GNU 3.0 License Badge

PURPOSE

The purpose of this repo is to maintain a script for automatically importing the latest versions of the most common or critical packages that I need whenever setting up a new installation of R.

BACKGROUND

Over the years, there are a number of R packages that I have found to be essential for the work that I do with R. On too many occasions, I have attempted to load a package, only to discover that I never installed it. Under routine circumstances, this issue is not a serious concern. However, when it happens while I'm working feverishly to make a critical deadline, the pain can be quite severe.

Therefore, my goal in creating this repo is to maintain a script that I can easily run immediately after setting up a new R installation and have the script automatically install my list of essential packages.

A number of solutions have been developed for R to help with managing packages. Examples that come to mind are rstudio/packrat and RevolutionAnalytics/checkpoint.

R suffers from the same paradoxical challenge as many other successful software projects: package version management hell. Giving users the ability to create packages to extend the functionality of core software is critical to adoption of the software. Furthermore, for a packaged extension to be useful and widely adopted, its creators (or maintainers) must continually develop the extension.

Here is where the paradox starts. On the one hand, a package undergoing rapid development shows that its maintainers care about improving it. On the other hand, that rapid evolution virtually guarantees that someone will have a conflict with that package at some time.

The odds of that conflict occurring multiply rapidly as more packages become dependent on other packages. Most of my frustration that arises when I encounter a package conflict in R stems from this sort of a conflict. The problem is even worse when the conflict originates within base R.

R is not unique in this regard. Other successful software platforms suffer from the same problem. If you've ever written software in Python, you know exactly what I mean.

Even just installing Python can be incredibly confusing to a beginner. All sorts of questions arise.

  1. Should I use Conda or Anaconda?

  2. What are the differences between Python 2 and Python 3?

  3. Should I install a package into my standard Python environment, or should I install it into a virtual environment?

Despite these headaches, Python's popularity continues to grow, again, in large part because of the paradox I mentioned earlier.

Another popular software project that springs to mind for this paradox is Node.js. If you're not familiar with it, check out this interesting story from ARS Technica titled, Rage-quit: Coder unpublished 17 lines of JavaScript and “broke the Internet”,

The net summary of all this background information is that I created this repo so that I'd have a structured place to maintain my relatively simple R script, which I use to install all of my desired R packages when I set up a new installation of R.

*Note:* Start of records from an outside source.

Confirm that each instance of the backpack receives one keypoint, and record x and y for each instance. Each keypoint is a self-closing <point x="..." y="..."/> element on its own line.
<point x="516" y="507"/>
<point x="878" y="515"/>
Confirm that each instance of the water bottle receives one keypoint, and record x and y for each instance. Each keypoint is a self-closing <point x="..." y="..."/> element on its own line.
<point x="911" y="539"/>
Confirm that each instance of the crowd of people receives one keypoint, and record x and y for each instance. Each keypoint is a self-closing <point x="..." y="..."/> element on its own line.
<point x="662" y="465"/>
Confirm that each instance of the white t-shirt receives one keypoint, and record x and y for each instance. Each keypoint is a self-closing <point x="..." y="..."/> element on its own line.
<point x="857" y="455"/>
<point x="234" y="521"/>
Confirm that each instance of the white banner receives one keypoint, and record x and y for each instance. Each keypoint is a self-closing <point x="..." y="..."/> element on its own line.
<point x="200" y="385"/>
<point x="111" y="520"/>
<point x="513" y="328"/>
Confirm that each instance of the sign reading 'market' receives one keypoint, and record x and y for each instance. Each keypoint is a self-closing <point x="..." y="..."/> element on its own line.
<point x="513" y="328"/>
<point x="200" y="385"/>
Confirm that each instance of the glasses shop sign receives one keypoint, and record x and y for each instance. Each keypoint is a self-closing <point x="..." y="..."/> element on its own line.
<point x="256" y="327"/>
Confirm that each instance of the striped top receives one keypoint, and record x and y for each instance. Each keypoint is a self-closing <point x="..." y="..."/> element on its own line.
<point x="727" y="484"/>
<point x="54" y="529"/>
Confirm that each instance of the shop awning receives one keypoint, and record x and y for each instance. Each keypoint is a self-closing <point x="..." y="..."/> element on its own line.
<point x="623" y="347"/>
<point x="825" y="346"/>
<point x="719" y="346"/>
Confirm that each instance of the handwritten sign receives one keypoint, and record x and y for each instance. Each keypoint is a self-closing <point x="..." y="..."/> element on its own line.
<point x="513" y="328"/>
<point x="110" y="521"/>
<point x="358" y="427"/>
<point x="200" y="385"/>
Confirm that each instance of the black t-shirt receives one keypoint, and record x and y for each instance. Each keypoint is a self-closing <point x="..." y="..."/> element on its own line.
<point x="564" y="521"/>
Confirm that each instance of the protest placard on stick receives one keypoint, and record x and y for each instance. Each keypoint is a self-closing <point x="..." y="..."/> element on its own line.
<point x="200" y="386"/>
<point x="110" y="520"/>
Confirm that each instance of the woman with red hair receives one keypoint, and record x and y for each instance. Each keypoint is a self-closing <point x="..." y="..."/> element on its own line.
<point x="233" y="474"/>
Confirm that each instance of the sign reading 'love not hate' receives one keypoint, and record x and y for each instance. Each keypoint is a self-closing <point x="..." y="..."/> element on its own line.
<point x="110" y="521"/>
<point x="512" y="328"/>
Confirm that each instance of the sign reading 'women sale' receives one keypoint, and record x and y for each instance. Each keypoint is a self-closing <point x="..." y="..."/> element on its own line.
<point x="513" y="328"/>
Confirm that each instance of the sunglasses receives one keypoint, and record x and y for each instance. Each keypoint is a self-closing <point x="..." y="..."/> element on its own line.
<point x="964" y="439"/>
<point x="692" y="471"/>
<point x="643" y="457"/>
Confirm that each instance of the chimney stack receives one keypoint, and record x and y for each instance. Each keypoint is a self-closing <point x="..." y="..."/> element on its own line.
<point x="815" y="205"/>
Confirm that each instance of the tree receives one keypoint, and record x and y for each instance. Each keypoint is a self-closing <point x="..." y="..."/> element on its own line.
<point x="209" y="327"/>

The dream is that—after setting up a new R installation—I can run this script while I go work on other things, since installing all of my desired packages can literally take hours. The install time can be especially long since I try to install the latest development versions, as opposed to the CRAN approved versions.

The development versions will usually require downloading source code from a Github repo, then compiling the package. Fortunately, R's devtools package makes this process fairly easy. If it encounters a problem, it will halt the installation, re-install the prior version of the package (if it was already installed), and then warn the user.

I'd rather have this problem happen at a time of my choosing versus in the hour before I have a deadline due.

CAVEATS

WHY IS THIS SCRIPT SO CRUDE?

I created this script at least 4 years prior to the creation of this repo. Initially, this script was stored on my Google Drive. I'd call it up whenever I needed it, then make hacky edits.

If I was making small changes, I tended to comment out lines of code as needed. At some point, I'd arbitrarily decide to save a new version of the file, which is the reason for the files located in the _pre_git_versions folder. Now, by using git, there will be no need for those files going further.

WHY DIDN'T YOU IMPLEMENT IT AS A PACKAGE?

SHORT ANSWER: Time.